Why wouldn't George Bush decide that Michael Hayden, the man who pushed through warrant-less wiretaps, the great friend to Duck! It's Dick! Cheney, who purposely mistakes the Fourth Amendment to the U.S. Constitution as CIA Chief?

He's such a bad choice, even several ranking GOP members have been jumping up and down and turning progressive state blue over this choice.

Read what Time has to say about him here.

Then read the exchange that first scared the hell out of me about Hayden a few months ago where he indicates the NSA does NOT follow the U.S. Constitution at Editor and Publisher, snippet here:

Gen. Michael Hayden, expected to be named new director of the CIA, replacing Porter Goss as early as Monday, displayed a shaky awareness of the Fourth Amendment in an appearance at the National Press Club in Washingnon, D.C., on January 23, E&P reported at the time.

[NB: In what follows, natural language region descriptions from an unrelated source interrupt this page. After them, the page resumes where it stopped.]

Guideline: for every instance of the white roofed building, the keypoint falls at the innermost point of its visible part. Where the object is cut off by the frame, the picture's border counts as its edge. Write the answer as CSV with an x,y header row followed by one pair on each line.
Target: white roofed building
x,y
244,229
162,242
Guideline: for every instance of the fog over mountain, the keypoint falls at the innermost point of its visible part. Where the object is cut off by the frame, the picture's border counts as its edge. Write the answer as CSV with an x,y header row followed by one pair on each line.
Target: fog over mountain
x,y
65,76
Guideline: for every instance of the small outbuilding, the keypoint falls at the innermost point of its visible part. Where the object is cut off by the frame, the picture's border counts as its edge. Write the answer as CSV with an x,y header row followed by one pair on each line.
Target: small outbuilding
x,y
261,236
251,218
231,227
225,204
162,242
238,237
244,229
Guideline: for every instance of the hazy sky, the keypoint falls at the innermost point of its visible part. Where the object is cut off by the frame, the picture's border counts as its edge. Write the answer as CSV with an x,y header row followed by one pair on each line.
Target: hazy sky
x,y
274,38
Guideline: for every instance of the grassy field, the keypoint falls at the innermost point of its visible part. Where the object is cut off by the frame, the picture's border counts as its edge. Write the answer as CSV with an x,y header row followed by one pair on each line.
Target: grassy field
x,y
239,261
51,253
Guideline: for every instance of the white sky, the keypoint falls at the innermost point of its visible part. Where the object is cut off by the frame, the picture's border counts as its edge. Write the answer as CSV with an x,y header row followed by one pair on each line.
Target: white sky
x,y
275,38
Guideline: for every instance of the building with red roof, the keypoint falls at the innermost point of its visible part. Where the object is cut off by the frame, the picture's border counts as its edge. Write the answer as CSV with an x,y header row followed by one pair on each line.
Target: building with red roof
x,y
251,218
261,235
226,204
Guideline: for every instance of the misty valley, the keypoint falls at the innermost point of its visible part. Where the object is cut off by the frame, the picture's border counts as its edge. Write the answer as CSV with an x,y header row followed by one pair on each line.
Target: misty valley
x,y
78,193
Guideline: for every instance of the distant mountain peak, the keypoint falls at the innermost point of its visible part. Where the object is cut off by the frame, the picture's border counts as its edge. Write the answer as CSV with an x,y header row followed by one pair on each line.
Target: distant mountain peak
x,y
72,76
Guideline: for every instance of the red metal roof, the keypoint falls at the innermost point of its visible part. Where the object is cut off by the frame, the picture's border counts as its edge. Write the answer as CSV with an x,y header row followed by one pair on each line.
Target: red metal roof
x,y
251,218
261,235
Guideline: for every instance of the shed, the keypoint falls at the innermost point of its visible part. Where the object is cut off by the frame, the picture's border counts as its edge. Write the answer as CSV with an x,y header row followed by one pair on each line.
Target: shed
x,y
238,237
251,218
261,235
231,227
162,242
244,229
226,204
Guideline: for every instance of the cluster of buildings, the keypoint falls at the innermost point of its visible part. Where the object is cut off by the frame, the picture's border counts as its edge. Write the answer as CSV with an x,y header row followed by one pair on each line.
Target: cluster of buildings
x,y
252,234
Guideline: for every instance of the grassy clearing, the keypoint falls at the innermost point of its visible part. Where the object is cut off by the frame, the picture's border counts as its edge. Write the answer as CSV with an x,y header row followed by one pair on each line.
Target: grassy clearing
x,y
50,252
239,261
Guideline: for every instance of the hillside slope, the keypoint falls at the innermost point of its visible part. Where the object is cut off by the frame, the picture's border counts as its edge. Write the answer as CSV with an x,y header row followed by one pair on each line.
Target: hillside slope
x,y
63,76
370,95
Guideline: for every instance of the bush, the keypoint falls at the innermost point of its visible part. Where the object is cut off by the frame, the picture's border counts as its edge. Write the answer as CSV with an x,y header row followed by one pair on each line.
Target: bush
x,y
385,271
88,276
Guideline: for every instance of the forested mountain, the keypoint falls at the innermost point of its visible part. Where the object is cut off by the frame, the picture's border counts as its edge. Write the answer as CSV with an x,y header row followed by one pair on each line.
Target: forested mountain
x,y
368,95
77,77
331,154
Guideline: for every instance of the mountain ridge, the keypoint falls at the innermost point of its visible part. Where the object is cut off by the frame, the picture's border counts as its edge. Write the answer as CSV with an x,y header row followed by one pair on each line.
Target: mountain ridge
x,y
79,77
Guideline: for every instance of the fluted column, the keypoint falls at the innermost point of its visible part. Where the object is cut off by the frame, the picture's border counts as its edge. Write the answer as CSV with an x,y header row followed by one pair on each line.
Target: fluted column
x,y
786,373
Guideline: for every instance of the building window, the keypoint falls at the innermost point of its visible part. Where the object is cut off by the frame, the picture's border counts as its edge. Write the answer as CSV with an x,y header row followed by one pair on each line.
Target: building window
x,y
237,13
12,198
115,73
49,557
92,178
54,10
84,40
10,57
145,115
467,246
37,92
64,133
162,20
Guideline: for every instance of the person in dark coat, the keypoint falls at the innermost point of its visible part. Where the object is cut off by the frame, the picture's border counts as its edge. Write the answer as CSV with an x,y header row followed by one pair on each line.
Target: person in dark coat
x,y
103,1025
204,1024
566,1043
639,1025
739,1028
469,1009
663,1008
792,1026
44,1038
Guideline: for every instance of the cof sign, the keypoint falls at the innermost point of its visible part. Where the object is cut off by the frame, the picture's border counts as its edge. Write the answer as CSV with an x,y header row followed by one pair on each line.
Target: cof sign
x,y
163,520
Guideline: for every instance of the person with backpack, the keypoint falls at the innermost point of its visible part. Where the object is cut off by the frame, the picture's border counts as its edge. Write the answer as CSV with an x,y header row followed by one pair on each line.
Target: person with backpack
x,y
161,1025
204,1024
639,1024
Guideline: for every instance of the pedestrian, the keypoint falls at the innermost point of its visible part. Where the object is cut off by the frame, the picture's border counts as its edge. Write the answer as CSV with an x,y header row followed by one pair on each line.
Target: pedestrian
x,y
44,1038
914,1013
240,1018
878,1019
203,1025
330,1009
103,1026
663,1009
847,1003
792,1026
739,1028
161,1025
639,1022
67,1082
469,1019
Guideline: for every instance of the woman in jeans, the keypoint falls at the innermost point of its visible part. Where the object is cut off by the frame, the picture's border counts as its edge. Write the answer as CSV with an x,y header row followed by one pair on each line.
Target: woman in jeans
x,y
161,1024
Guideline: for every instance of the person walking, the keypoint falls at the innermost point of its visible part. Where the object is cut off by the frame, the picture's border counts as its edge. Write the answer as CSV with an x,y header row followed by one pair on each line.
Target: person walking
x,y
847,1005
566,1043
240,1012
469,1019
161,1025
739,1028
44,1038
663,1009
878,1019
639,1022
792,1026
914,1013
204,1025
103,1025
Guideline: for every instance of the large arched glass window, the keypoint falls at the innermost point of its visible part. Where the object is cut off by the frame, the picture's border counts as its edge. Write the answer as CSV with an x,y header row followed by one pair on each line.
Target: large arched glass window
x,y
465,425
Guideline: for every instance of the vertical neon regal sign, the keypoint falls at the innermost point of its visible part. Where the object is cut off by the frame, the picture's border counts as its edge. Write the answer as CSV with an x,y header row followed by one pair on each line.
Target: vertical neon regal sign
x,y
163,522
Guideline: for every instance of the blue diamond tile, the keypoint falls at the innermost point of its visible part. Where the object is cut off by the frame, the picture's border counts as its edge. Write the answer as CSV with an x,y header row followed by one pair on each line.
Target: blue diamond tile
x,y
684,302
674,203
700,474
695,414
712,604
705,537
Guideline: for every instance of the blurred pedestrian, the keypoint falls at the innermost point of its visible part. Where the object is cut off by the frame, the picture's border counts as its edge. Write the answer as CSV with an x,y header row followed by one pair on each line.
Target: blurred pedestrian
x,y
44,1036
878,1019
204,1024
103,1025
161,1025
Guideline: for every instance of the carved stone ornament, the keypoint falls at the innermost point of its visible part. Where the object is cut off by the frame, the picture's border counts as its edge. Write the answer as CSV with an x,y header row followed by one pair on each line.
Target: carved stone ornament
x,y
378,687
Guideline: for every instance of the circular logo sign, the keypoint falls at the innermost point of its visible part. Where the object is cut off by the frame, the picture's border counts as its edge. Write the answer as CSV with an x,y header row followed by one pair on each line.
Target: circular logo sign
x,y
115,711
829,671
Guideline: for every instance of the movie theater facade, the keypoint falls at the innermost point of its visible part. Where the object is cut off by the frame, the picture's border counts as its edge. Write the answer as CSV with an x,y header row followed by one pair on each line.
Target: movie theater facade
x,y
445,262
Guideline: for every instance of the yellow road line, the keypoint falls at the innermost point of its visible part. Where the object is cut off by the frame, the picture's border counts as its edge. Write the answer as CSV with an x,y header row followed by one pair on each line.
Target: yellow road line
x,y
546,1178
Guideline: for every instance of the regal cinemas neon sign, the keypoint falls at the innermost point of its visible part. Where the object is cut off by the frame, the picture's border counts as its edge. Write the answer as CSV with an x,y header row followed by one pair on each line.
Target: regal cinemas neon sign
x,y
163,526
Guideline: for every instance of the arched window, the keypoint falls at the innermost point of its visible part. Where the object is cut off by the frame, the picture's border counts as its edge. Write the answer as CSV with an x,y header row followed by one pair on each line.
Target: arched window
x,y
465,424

Hayden, the former national director of the National Security Agency, was much in the news at the time as a defender of the NSA's domestic spying program. Hayden, now principal deputy director of National Intelligence with the Office of National Intelligence, was NSA director when the NSA monitoring program began in 2001.

As the last journalist to get in a question at the Press Club, Jonathan Landay, a well-regarded investigative reporter for Knight Ridder, noted that Gen. Hayden repeatedly referred to the Fourth Amendment's search standard of "reasonableness" without mentioning that it also demands "probable cause." Hayden seemed to deny that the amendment included any such thing, or simply ignored it. He directly said "no" it did not include "probable cause."

This caused Landay to reply, "The legal standard is probable cause, General."